10.1 insertion stitch sample
Made bonded felt pieces in reddish-orange and turquoise for the later interchange samples, and one small piece in dark blue. Used that to cut into six strips (image 10.1). Followed the ideas in the course guide to practice (top to bottom):
- laced insertion stitch
- beaded insertion stitch (I ran out of thread in the middle and couldn't figure out how to end the thread, so just added some beads and left them hanging.)
- knotted buttonhole stitch
- simple insertion stitch
- machine zigzag stitch
Couldn't figure out how to do the plaited insertion stitch. I need to find directions on how to do that. In general, I think I made all of these stitches too tight. If I'd left them a little looser, it would be easier to see the intricacy of the stitches. This was a great exercise, though, and fun to see the results. There are a lot of possibilities for using this variety of stitches.
10.2 Simple counterchange sample 1a
10.3 Simple counterchange sample 1b
Then used the turquoise/orange pieces (10.2 and 10.3), drew a simple 5-pt star on both, cut out, switched inner stars and sewed seams with simple insertion stitch.
10.4 Counterchange sample 2
(image 10.4) Using Design Sheet C, I took the 2-squares-slightly-skewed star pattern and reproduced it on four square piece of felt of different colours. I moved the pieces around until I was happy with the balance of the colors. Wanting to keep something "stable", I used the same colour of metallic thread in each quarter (same as the dominant outside colour in the opposite quarter) and used gold in the blanket stitch around the outside edges. Happy with this sample. It looks more interesting in a diamond shape rather than a square.
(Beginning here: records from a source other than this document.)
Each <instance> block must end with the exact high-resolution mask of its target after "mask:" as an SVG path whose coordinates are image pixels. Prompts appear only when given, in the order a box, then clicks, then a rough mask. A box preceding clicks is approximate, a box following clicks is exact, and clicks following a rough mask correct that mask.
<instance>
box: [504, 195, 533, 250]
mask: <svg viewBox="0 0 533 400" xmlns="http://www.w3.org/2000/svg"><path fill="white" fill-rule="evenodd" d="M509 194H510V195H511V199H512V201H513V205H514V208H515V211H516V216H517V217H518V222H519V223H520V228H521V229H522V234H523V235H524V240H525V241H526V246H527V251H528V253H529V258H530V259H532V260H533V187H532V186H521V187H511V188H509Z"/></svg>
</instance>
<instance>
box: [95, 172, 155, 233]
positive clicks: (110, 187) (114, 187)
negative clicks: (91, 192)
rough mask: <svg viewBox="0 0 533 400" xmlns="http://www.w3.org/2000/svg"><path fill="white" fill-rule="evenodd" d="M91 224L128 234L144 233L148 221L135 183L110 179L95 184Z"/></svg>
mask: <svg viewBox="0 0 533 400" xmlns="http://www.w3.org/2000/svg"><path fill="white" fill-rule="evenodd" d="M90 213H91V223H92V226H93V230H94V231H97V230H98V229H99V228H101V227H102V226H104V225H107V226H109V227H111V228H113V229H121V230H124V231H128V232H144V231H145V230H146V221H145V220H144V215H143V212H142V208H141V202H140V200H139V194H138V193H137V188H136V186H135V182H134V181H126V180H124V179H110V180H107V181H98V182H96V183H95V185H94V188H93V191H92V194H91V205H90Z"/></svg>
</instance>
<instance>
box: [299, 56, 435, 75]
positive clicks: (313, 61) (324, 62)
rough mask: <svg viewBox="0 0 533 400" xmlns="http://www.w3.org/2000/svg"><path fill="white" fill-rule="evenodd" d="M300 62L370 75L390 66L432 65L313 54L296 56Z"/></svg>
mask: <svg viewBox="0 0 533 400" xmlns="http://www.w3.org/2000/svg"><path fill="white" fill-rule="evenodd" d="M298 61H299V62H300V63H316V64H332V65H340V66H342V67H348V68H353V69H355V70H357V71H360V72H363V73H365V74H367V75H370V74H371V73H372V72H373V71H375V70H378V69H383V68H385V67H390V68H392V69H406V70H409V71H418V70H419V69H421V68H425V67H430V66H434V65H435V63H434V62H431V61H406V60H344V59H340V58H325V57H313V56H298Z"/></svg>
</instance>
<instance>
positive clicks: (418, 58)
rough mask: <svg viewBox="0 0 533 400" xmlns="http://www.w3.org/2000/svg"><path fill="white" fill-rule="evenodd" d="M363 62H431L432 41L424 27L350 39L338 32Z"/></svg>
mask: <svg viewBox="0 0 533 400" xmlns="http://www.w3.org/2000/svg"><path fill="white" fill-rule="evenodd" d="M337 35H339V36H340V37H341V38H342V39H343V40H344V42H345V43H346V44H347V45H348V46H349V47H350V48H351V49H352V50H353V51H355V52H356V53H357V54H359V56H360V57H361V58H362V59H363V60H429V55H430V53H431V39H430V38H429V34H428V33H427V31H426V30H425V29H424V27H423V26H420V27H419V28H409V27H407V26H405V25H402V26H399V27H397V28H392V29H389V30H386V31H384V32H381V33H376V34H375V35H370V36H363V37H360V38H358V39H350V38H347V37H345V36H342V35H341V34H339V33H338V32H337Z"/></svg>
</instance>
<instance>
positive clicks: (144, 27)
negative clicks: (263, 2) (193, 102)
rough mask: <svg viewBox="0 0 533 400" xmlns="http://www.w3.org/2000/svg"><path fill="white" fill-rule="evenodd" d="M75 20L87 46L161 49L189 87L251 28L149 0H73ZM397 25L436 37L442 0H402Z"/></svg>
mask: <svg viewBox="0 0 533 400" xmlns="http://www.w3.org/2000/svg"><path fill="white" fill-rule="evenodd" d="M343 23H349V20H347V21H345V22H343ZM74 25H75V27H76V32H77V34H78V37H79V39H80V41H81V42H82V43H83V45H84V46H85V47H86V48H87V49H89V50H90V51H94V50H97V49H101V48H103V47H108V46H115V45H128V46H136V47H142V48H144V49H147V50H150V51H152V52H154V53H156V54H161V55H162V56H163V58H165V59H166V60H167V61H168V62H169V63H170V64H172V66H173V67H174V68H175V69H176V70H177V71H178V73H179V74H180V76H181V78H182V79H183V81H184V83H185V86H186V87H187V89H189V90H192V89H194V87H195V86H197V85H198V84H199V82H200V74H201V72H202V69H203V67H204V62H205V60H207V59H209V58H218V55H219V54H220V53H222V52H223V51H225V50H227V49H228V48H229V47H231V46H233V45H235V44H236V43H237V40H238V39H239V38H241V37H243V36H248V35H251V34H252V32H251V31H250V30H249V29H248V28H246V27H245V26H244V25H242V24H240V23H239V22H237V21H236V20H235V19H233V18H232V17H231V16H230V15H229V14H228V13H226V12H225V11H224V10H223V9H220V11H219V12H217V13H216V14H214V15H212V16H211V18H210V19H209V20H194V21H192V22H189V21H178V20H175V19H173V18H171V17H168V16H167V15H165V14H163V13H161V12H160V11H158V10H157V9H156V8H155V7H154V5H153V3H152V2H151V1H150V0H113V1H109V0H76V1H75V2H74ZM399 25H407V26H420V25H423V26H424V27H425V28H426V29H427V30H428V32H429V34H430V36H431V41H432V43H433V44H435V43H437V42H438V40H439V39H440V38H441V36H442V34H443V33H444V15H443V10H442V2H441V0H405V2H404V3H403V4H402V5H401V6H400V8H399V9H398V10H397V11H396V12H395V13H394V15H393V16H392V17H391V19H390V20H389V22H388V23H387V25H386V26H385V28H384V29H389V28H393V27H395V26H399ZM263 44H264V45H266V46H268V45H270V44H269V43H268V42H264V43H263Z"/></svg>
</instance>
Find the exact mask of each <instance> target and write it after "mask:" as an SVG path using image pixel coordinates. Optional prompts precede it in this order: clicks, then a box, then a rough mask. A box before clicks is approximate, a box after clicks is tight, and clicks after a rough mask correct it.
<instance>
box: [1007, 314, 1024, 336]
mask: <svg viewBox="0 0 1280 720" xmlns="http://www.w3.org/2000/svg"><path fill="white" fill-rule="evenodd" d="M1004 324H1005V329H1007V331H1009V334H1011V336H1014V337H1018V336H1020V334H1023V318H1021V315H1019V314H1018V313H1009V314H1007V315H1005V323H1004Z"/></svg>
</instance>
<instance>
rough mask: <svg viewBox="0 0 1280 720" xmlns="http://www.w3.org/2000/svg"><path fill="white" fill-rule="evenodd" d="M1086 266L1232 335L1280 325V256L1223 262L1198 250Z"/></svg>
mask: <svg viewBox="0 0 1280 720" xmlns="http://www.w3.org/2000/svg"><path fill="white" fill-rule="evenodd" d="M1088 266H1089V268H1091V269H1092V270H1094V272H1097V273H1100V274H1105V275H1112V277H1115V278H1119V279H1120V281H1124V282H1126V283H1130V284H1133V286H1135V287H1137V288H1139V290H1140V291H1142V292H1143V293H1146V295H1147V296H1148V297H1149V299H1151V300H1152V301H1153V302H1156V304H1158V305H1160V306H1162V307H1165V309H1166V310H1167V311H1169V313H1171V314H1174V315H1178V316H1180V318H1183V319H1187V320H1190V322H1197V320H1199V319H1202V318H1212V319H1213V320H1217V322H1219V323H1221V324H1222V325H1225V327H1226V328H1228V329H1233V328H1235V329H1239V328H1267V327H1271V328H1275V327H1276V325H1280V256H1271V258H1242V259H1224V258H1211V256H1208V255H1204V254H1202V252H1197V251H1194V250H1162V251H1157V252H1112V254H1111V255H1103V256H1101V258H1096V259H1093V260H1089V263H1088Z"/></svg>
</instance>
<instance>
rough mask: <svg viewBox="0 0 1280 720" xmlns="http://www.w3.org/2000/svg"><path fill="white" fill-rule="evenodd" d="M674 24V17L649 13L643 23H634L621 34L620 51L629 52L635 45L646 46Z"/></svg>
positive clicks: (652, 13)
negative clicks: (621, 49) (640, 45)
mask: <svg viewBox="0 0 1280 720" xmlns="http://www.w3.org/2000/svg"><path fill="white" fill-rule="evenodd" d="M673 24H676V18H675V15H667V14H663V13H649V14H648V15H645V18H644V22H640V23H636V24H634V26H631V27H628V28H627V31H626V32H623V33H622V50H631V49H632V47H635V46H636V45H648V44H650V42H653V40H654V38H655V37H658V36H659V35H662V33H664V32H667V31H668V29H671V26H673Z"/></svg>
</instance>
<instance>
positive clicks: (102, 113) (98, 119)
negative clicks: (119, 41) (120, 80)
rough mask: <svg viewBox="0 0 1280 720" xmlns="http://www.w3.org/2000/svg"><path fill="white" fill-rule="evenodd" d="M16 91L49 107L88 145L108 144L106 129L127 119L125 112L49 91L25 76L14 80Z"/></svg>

10.5 Counterchange sample 3a
10.6 Counterchange sample 3b
For the final interchange sample, I chose star shapes from Chapter 8. FIrst, I cut out the shapes and bonded them to orange and blue squares of felt. I then stitched the shapes to the felt - I think I made a mistake here. I don't think I understood the instructions correctly. I could have stitched around shapes after it was all bonded together. However, as it turned out, it adds some interesting detail. Then, from the back, I cut out a third star shape from each square (image 10.5)
I now had the negative images left over, I made four more squares, bonded them, stitched, and once again, cut out the third star shape from the back.
I now had eight squares. Within the original four (call it "set A") I swapped around the inner sections and then swapped the innermost crosses. However, the crosses ended up being bonded felt pieces and were not very distinguishable from the neighbouring pieces... So, I chose to swap the innermost cross pieces from Set B for those in Set A. The bonded cross pieces tend to stand out more in Set B this way as well because they are on a solid background (image 10.6).
All of the squares were machine stitched with a zigzag stitch with the exception of one square in Set B.
Lesson learned: choose a simple pattern to work with. Lots of little pieces makes more work! (obviously ;-)
No play with light this time, but noticed that the red felt showed up well against the light. Will keep this in mind - could explore bonding red felt in a certain way that would allow shapes between the felt and top layer to show through against the light.